Is it madness to have an index like:

CREATE INDEX ON thing_types(first_lvl_type, second_lvl_type, id);

which covers the primary key for use in that join? Will the index be used as a covering index to help the JOIN in the above query? Should I change my indexing strategy to cover the primary key more often when I know the table is going to be JOINed on like this?

Best Answer

If additional preconditions for an index-only scan are met, it makes perfect sense to append the column id as trailing column to the index (not as leading column):

CREATE INDEX ON thing_types(first_lvl_type, second_lvl_type, id);

Postgres 11 introduces actual covering indexes with the INCLUDE keyword.

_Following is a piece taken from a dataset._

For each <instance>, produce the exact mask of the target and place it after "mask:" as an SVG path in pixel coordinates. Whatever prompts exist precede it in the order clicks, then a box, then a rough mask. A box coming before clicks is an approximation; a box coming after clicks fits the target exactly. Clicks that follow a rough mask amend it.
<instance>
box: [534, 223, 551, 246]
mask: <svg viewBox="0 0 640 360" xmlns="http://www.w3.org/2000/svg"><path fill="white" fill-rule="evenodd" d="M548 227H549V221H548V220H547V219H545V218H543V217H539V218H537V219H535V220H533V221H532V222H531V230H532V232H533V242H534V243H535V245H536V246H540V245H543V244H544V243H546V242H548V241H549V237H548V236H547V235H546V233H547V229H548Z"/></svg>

CREATE INDEX ON thing_types(first_lvl_type, second_lvl_type) INCLUDE (id);

Only a small benefit for your case, but it's a great option to add columns to a UNIQUE or PK index or constraint.

About index-only scans:

The most important precondition: The visibility map of table thing_types has to show most or all pages as "visible" to all transactions. I.e. the table is either read-only, or your autovacuum settings are aggressive enough to continuously clean up after writes to the table.

Every additional index adds costs. Mostly to write performance. But also side effects, like exhausted cache capacities. (Multiple queries using the same indexes have a better chance for them to reside in cache.) So it's also a question of size. id is typically a very small column integer or bigint. Makes it a good candidate for the use case.

In particular, adding a column to an index disables the option for H.O.T. updates involving the column. But since id is indexed anyway and typically not updated (being the PK) this is not a problem in this case. Related:

If you actually get index-only scans out of these indexes most of the time, it typically makes sense to use them. Test with EXPLAIN.

There were limitations for partial indexes in older versions. Quoting the release notes of Postgres 9.6:

  • Allow use of an index-only scan on a partial index when the index's WHERE clause references columns that are not indexed (Tomas Vondra, Kyotaro Horiguchi)

    For example, an index defined by CREATE INDEX tidx_partial ON t(b) WHERE a > 0 can now be used for an index-only scan by a query that specifies WHERE a > 0 and does not otherwise use a. Previously this was disallowed because a is not listed as an index column.